Alma Spreckels comes to life at Sonoma’s Depot Museum lecture

The life of nude model, art collector and the empress of Sobre Vista, retold at Depot Park lecture.|

It’s a familiar story, whether it’s always true or not: A girl rises from poverty to become one of the wealthiest women in the world, the kind of rags-to-riches story that dreams are made of, or fairy tales.

Born the fifth child out of six to Danish immigrants in San Francisco, Alma de Bretteville (her father claimed descent from royalty, an unfortunate condition that seemed to prevent his finding employment) started working in her mother’s bakery-laundry-massage business when she was 14. She later entered art school, and earned extra money by posing as a nude model.

This led to some local popularity, understandably, and when she was 24 she met her future husband, sugar scion Adolph Spreckels. He was so enchanted by her he cast the deciding vote in a contest to select the sculpture for the Dewey Monument of a statuesque Nike, goddess of victory. (Alma was a fitting model, 6 feet tall by most accounts.) The statue is still there, rising 85 feet above Union Square, giving Alma a sort of bronze immortality – though in some ways, it’s the least of her accomplishments.

Alma and Adolph were finally married in 1908. Though he was 24 years older than she, he did have money from the Spreckels sugar fortune – becoming, as it were, the first “sugar daddy.”

In San Francisco they became extremely influential, primarily in the world of art due to Alma’s interest and passion. She became a collector of Rodin’s work following her trips to Paris, much of which is still housed in San Francisco’s Legion of Honor – a building the couple built to replicate the French Pavilion from the 1915 Panama-Pacific Exposition.

After living for a time in Pacific Heights and Sausalito, Adolph and Alma built an estate in Sonoma, the 3,000-acre Sobre Vista.
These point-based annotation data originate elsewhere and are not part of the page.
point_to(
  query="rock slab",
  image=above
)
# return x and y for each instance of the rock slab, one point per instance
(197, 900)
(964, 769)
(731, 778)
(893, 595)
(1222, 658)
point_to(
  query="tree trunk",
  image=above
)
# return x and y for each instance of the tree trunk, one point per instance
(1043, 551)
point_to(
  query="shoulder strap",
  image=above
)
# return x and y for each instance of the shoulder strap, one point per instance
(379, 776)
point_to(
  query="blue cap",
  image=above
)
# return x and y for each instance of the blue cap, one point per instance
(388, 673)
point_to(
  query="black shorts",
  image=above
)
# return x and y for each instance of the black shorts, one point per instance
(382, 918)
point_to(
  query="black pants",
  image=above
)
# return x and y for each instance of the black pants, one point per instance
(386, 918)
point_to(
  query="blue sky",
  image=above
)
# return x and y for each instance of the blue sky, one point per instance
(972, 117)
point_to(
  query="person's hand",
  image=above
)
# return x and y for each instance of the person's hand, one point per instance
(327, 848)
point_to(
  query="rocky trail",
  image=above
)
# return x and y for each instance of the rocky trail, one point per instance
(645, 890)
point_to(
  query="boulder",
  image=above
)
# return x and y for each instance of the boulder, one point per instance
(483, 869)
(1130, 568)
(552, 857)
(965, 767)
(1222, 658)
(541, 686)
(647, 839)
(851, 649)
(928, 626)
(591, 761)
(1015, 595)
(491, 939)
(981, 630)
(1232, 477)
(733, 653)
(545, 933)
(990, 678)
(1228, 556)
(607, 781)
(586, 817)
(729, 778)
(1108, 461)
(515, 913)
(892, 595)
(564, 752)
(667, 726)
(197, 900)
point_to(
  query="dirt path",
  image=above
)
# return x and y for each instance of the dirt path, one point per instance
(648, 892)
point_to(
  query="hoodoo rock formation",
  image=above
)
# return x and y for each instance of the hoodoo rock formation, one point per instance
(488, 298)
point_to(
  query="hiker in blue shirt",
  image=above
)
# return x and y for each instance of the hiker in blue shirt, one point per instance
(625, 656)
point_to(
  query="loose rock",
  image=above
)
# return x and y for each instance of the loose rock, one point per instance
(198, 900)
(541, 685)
Their mansion still stands, though the estate’s acreage has been depleted somewhat over time through subdivision.

She died in 1968, having outlived her “sugar daddy” by 44 years.

More details on the scandalous and colorful life of Alma Spreckels will be unveiled in Danica Hodge’s lecture, “Well-Behaved Women Seldom Make History.” Hodge recently edited the revised edition of Bernice Scharlach’s “Big Alma: San Francisco’s Alma Spreckles,” first published in 1990.

The lecture, part of the Sonoma Valley Historical Society’s “Second Saturday” series, to be held at Depot Park Museum on Feb. 10, at 2 p.m. Admission is $5, free to historical society members and docents.